This will act as the prompt generation module that will act to generate prompts in response to the users initial input. Typically here we would use an api key such as one by open AI, but I'm choosing to run this locally and will use a free model from hugging face. 

In [4]:
from transformers import pipeline, AutoTokenizer, AutoModelForSeq2SeqLM

Load a pretrained model and begin making the pipeline

In [36]:
model_name = 'google/flan-t5-large'
tokenizer = AutoTokenizer.from_pretrained(model_name)
model = AutoModelForSeq2SeqLM.from_pretrained(model_name)\

llm_pipeline = pipeline('text2text-generation', 
    model=model, 
    tokenizer=tokenizer, 
    max_length=512, 
    temperature=0.1,
    do_sample=True,
    repetition_penalty=1.2)

Device set to use mps:0


We need to make a generation function to actually create the response to the user input

In [37]:
def generate_response(user_query, retrieved_context, sentiment, intent):
    # Flan-T5 prefers this specific structure:
    prompt = f"""
    Answer the following question based on the context provided. Be polite and helpful.

    Context: {retrieved_context}
    
    Question: {user_query}
    
    Answer:
    """
    
    # We call the pipeline
    response = llm_pipeline(prompt)
    
    # Clean the output just in case
    return response[0]['generated_text']

Test this pipeline to ensure proper end user feedback

In [38]:
mock_user_query = "Where is my refund? I've been waiting forever!"
mock_sentiment = "negative" 
mock_intent = "cancellation and refund"
mock_retrieved_policy = "Refund Policy: Money is returned to the original payment method within 5-7 business days."

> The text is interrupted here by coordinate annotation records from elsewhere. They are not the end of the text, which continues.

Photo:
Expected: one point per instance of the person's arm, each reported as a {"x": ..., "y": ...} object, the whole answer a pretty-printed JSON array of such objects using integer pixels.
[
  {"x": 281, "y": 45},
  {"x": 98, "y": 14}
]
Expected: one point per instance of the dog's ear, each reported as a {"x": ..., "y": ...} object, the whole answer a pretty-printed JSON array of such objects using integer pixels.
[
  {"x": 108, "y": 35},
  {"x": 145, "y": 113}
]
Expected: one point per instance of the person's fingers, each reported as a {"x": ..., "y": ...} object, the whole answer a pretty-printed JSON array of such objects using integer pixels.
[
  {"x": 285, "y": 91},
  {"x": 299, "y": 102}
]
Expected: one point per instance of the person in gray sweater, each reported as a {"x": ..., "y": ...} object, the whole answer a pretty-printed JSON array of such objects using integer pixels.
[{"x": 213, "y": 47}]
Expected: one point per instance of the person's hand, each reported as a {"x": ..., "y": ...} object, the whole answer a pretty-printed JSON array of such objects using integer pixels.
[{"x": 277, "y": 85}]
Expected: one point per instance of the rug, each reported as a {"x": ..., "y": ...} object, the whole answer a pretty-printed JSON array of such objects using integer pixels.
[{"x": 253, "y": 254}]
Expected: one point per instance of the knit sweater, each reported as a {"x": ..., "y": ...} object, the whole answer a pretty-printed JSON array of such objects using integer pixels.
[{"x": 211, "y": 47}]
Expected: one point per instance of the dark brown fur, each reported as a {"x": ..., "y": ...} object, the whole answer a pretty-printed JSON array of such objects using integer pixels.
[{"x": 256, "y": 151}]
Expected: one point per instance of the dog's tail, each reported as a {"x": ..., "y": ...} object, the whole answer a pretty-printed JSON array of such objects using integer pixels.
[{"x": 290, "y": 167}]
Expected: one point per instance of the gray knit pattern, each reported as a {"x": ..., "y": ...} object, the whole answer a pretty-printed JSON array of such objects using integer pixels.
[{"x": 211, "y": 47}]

print("\nGenerating Response locally...")
final_answer = generate_response(
    mock_user_query, 
    mock_retrieved_policy, 
    mock_sentiment, 
    mock_intent
)

print("\n--- FINAL CHATBOT OUTPUT ---")
print(final_answer)


Generating Response locally...

--- FINAL CHATBOT OUTPUT ---
5-7 business days


Key Takeaways, this model is more straightforward which may result in user feedback that is not overly friendly. Using a model where you pay per token such as a API call from chatgpt would be better suited for an issue such as this. However for the purpose of demenstration this model does just fine.